We assessed the changes in the urinary excretions of bone breakdown markers, i.e. two pyridinium crosslinks, pyridinoline (Pyr) and deoxyphridinoline (D-Pyr), and two hydroxylysine glycosides, glucosylgalactosylhydroxylysine (GGH) and galactosylhydroxylysine (GH), in streptozotocin (STZ)-induced diabetic rats. The 24-h urinary excretions of the crosslinks in diabetic rats increased in a biphasic manner after STZ-injecion. The first peak appeared during the day after the STZ-injection, i.e., 53% higher that control for Pyr and 62% higher for D-Pyr and the second peak appeared during the second week after the STZ-injection, being 56% higher for Pyr and 81% for D-Pyr. The urinary excretions of glycosides, however, were almost the same level as those of the control throughout the experimental period (6 weeks). In normal rats, the ratio of the crosslinks to the glycosides in urine was found to be lower than that in serum. This suggests that the selective reabsorption of the closslinks occurs in the rat kidney. The apparent increased urinary excretion of pyridinolines in diabetic rats might be ascribed to the disorder of the renal reabsorption.

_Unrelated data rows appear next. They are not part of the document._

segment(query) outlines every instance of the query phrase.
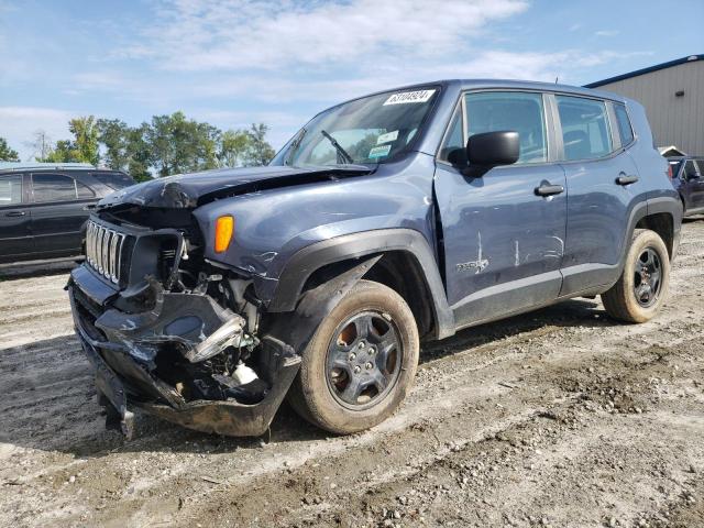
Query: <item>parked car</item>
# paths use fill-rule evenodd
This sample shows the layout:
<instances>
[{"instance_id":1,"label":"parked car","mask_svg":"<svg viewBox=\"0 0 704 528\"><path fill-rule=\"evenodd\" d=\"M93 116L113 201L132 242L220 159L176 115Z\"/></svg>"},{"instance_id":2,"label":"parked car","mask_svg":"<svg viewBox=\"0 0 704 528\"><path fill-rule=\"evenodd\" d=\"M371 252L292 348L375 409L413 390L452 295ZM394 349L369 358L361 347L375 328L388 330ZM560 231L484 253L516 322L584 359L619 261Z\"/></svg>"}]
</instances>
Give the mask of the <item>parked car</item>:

机译:我们在链脲佐菌素(ST)中评估了骨分解标志物,即两个吡啶鎓交联吡啶和(Pyr)吡啶和脱氧肾上腺素(D-Pyr)以及两个羟基赖氨酸糖苷,葡萄糖基半乳糖基羟基赖氨酸(GGH)和半乳糖基羟基赖氨酸(GH)的尿排泄变化。诱导的糖尿病大鼠。 STZ注射后,糖尿病大鼠交联的24小时尿排泄呈双相增加。第一个高峰出现在注射STZ后的第二天,即比对照高53%,D-Pyr高出62%,第二个高峰出现在STZ注射后的第二周,高出56%。 Pyr,D-Pyr为81%。然而,在整个实验期间(6周),糖苷的尿排泄量几乎与对照组的排泄量相同。在正常大鼠中,发现尿液中交联与糖苷的比率低于血清中的比率。这表明在大鼠肾脏中发生了Closslinks的选择性重吸收。吡啶类吡啶类药物尿排泄明显增加可能归因于肾脏重吸收异常。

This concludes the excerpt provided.